その様子を見て私はふと思い出し、アイテムボックスから籠を取り出した。中には、昨日焼いたクッキーとアップルパイが入っている。
「殿下、その……昨日作ったものなんですが……」
「なに? それを魔女が作ったのか?」
殿下は籠の中を覗き込み、すぐに表情を綻ばせた。
「これは……クッキーとアップルパイか。なら、お昼のあとのお茶の時間にいただこう」
「ローサン様?」
側近が思わず声を上げるより早く、殿下は嬉しそうに私から籠を受け取った。
「キッコー、そんな顔をするな。魔女が作ったものだ。僕を狙うあの者たちとは違う」
「かしこまりました。ですが、規則は規則です。毒味をさせていただきます。
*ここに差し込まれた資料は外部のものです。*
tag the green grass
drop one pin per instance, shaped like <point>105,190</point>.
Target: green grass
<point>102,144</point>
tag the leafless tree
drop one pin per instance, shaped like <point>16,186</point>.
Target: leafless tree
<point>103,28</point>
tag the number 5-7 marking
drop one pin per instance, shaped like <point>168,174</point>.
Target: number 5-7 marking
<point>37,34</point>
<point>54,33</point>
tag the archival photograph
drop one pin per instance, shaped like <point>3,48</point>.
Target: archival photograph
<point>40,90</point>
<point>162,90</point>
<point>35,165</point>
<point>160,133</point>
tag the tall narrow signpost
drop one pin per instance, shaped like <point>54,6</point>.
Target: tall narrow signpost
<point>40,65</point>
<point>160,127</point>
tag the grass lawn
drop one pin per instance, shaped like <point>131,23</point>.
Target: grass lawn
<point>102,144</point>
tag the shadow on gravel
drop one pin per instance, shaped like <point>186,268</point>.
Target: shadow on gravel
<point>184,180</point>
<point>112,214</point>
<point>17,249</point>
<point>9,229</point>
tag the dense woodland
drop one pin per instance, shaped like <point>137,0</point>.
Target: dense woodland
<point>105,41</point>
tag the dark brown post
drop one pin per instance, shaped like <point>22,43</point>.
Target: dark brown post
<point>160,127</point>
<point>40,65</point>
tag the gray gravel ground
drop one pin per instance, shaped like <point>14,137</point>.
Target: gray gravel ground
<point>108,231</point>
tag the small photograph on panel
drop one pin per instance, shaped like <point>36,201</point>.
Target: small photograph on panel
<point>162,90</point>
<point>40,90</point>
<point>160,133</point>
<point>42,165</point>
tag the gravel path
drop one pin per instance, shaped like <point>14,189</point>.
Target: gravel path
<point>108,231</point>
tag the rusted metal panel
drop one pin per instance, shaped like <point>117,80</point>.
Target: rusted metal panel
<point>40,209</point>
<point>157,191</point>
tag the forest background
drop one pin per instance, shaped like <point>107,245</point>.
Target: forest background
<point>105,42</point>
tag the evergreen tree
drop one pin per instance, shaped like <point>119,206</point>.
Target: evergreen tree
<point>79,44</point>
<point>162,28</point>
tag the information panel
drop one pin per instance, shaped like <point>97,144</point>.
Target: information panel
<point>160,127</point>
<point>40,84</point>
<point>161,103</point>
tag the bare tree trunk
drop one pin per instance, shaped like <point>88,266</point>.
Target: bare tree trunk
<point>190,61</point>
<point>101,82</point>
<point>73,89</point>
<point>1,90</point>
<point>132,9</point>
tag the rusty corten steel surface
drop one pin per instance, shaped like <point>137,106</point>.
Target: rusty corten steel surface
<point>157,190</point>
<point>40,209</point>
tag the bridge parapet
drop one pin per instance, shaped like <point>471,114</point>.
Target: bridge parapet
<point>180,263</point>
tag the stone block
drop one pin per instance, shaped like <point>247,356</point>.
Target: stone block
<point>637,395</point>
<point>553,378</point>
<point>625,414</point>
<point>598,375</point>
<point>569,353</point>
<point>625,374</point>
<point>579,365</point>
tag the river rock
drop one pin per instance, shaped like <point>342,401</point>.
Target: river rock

この件につきましては、魔女様もどうかお気になさらず」
「はい、わかっています」
彼は殿下と私に一礼すると、側近は静かにその場を下がっていく。
その背を見送り、私たちは殿下に案内されて、庭園へと向かった。
⭐︎
ローサン殿下が案内してくれたのは、以前のお茶会とはまったく違う場所だった。視界いっぱいに広がるのは、真っ赤なバラが咲き誇る庭園。
「わ……バラが、とても綺麗」
「だろう? ここはいろんな種類のバラが咲く“バラ園”でね。僕のお気に入りの場所なんだ」
殿下はそう言って微笑むと、「さあ」と促し、バラ園の中央に用意された円形のテーブルへ案内した。そして当然のように私の椅子を引く。
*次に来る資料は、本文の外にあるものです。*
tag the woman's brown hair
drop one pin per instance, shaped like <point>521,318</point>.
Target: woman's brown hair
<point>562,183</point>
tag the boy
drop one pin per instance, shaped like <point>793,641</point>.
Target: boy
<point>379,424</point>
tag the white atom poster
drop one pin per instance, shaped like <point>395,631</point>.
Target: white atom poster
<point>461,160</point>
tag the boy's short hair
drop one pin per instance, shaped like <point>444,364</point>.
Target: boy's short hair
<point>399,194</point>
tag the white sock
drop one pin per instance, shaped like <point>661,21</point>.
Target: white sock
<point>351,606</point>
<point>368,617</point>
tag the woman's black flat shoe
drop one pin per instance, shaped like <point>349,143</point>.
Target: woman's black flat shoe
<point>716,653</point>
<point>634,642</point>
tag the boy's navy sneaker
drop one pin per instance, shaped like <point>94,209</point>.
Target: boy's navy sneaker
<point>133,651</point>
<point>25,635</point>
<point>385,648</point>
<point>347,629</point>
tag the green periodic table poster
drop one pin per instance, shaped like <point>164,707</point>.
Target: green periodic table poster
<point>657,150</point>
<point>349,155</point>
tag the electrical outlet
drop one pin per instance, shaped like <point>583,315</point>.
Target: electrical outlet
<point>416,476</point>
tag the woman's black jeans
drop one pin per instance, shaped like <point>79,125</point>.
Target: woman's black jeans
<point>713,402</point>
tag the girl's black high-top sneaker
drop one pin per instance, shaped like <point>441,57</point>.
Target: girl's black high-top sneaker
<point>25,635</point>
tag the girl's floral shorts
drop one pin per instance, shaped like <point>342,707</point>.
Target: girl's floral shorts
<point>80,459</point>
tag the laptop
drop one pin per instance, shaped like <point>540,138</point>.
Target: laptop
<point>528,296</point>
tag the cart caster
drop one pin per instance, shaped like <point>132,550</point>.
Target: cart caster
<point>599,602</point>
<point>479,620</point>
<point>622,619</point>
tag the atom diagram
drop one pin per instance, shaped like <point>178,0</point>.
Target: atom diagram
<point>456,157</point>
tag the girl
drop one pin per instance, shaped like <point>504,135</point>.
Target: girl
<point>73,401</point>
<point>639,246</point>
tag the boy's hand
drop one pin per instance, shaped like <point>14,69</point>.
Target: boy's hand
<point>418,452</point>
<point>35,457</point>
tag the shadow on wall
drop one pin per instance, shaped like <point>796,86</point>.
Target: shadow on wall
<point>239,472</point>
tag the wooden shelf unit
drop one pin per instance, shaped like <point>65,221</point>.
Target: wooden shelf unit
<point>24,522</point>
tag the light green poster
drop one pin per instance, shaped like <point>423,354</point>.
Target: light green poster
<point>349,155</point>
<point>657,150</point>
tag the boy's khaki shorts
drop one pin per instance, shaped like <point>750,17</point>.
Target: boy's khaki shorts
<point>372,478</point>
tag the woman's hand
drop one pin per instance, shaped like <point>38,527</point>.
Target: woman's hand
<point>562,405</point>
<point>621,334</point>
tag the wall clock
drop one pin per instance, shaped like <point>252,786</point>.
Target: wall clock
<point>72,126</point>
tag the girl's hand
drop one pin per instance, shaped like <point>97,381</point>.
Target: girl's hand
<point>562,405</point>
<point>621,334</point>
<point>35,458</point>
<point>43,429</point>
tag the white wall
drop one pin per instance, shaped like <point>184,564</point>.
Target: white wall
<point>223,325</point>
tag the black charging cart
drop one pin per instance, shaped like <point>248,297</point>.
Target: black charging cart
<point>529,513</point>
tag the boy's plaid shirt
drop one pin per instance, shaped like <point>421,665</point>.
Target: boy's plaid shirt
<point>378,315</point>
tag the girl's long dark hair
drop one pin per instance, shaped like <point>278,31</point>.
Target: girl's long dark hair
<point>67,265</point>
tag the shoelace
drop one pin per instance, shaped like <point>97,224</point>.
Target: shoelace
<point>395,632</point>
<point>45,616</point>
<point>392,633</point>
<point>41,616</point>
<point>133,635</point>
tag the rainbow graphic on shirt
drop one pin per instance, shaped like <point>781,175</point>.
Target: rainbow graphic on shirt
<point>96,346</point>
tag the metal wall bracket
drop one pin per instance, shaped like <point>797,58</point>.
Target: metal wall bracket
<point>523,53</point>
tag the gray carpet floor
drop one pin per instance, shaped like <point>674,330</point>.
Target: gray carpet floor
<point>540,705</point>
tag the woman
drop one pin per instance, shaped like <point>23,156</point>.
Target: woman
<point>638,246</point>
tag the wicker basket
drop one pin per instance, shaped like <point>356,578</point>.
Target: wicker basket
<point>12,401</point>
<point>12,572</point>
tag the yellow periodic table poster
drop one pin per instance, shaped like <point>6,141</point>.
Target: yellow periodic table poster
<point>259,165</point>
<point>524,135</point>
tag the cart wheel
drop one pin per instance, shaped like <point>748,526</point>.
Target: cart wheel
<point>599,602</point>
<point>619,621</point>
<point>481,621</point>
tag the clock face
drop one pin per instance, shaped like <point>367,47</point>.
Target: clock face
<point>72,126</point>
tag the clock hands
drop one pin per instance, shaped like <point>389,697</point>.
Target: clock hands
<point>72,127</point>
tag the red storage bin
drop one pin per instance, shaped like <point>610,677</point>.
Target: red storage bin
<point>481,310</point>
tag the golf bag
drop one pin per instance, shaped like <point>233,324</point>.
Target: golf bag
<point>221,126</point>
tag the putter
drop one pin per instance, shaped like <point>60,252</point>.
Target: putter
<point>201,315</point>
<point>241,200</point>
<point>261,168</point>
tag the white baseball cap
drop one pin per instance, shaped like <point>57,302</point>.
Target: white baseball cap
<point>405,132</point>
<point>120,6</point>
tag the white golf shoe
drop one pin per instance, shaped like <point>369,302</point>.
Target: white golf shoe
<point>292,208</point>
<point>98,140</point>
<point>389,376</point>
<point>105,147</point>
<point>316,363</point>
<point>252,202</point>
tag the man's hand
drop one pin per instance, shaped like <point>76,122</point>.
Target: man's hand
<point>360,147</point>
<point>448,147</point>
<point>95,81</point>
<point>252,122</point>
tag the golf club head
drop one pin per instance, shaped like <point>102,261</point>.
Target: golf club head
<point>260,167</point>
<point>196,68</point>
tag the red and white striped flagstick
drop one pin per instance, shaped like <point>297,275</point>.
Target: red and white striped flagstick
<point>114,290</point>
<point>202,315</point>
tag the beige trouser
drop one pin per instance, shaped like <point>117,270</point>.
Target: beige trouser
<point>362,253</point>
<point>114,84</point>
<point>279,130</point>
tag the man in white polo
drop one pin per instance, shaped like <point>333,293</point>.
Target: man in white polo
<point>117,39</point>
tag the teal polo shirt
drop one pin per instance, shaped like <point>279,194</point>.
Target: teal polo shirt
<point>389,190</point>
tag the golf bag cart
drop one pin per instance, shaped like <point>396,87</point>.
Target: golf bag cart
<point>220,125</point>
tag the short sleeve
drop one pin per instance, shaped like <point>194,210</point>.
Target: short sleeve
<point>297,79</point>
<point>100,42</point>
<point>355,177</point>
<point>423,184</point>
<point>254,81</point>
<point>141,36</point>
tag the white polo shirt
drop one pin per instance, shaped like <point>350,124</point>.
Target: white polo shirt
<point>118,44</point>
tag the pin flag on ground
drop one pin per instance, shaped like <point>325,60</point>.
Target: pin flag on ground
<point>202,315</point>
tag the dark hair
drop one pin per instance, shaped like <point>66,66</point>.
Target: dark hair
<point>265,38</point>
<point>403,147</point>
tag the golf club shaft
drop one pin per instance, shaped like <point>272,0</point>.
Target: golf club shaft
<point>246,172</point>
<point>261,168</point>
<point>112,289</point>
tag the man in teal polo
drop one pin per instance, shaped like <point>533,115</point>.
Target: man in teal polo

殿下にそんな、使用人のようなことをさせてしまい、思わず焦る。けれど、向けられた柔らかな笑顔に、言葉がつかえて何も言えなかった。
「……ありがとうございます」
「どういたしまして。使い魔のヴォルフは、好きな場所に座ってくれていいよ」
「はい。では、こちらに」
殿下は私の正面に、兄は私の隣に腰を下ろす。ほどなくして、メイドが静かにカートを押してやってきた。
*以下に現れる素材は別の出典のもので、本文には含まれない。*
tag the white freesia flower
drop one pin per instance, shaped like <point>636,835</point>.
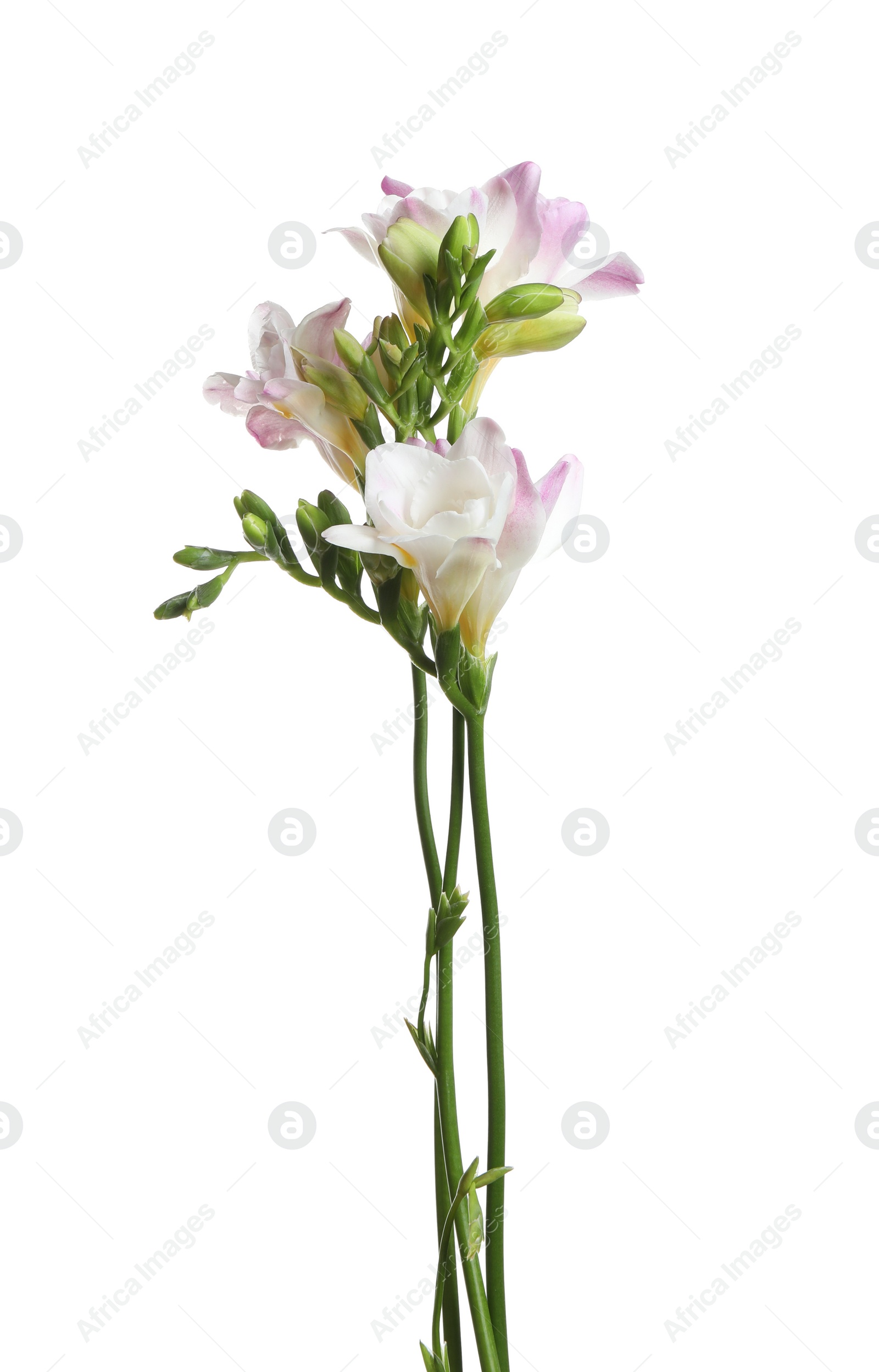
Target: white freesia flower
<point>464,520</point>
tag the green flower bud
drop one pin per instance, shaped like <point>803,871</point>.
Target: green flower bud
<point>203,559</point>
<point>349,350</point>
<point>415,246</point>
<point>524,337</point>
<point>255,530</point>
<point>339,387</point>
<point>173,608</point>
<point>255,506</point>
<point>311,522</point>
<point>457,239</point>
<point>524,302</point>
<point>407,279</point>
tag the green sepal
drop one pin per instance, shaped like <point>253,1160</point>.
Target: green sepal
<point>427,1050</point>
<point>446,931</point>
<point>203,559</point>
<point>255,506</point>
<point>455,424</point>
<point>524,337</point>
<point>458,901</point>
<point>407,279</point>
<point>332,507</point>
<point>430,942</point>
<point>380,569</point>
<point>206,595</point>
<point>413,618</point>
<point>255,531</point>
<point>311,522</point>
<point>493,1175</point>
<point>173,608</point>
<point>446,652</point>
<point>476,1224</point>
<point>524,302</point>
<point>388,597</point>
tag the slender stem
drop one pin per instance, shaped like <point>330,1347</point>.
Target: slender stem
<point>452,1308</point>
<point>452,1315</point>
<point>420,781</point>
<point>494,1035</point>
<point>446,1065</point>
<point>446,1073</point>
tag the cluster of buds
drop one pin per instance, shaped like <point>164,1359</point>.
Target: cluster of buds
<point>431,361</point>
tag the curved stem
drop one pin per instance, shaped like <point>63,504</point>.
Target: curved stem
<point>494,1035</point>
<point>452,1313</point>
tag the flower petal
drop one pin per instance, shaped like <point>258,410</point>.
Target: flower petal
<point>220,390</point>
<point>360,537</point>
<point>275,431</point>
<point>561,492</point>
<point>393,187</point>
<point>360,242</point>
<point>616,276</point>
<point>314,334</point>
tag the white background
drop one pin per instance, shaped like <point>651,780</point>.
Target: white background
<point>709,846</point>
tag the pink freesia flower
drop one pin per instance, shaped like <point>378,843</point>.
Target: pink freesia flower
<point>464,520</point>
<point>281,408</point>
<point>534,238</point>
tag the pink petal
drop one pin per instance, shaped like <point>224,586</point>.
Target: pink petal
<point>616,276</point>
<point>485,441</point>
<point>220,390</point>
<point>563,223</point>
<point>524,523</point>
<point>316,332</point>
<point>273,431</point>
<point>561,492</point>
<point>269,327</point>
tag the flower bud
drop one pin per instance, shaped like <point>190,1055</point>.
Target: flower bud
<point>524,302</point>
<point>457,239</point>
<point>255,530</point>
<point>203,559</point>
<point>407,280</point>
<point>311,522</point>
<point>254,504</point>
<point>349,350</point>
<point>173,608</point>
<point>524,337</point>
<point>415,246</point>
<point>342,391</point>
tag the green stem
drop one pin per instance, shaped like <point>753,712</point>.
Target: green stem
<point>494,1035</point>
<point>420,781</point>
<point>452,1315</point>
<point>446,1065</point>
<point>446,1070</point>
真っ白な器に盛られたスープ、分厚く切られた肉、卵と野菜を挟んだサンドイッチに思わずグウッとお腹が鳴る。
兄はククッと笑い、私は思わずお腹を押さえて頬を赤らめた。その様子を、殿下に優しくに見つめられる。
「魔女。お腹、空いたね。さあ、遠慮せずに食べて」
「いただきます」
「いただきます」
こうして、バラ園での昼食が始まった。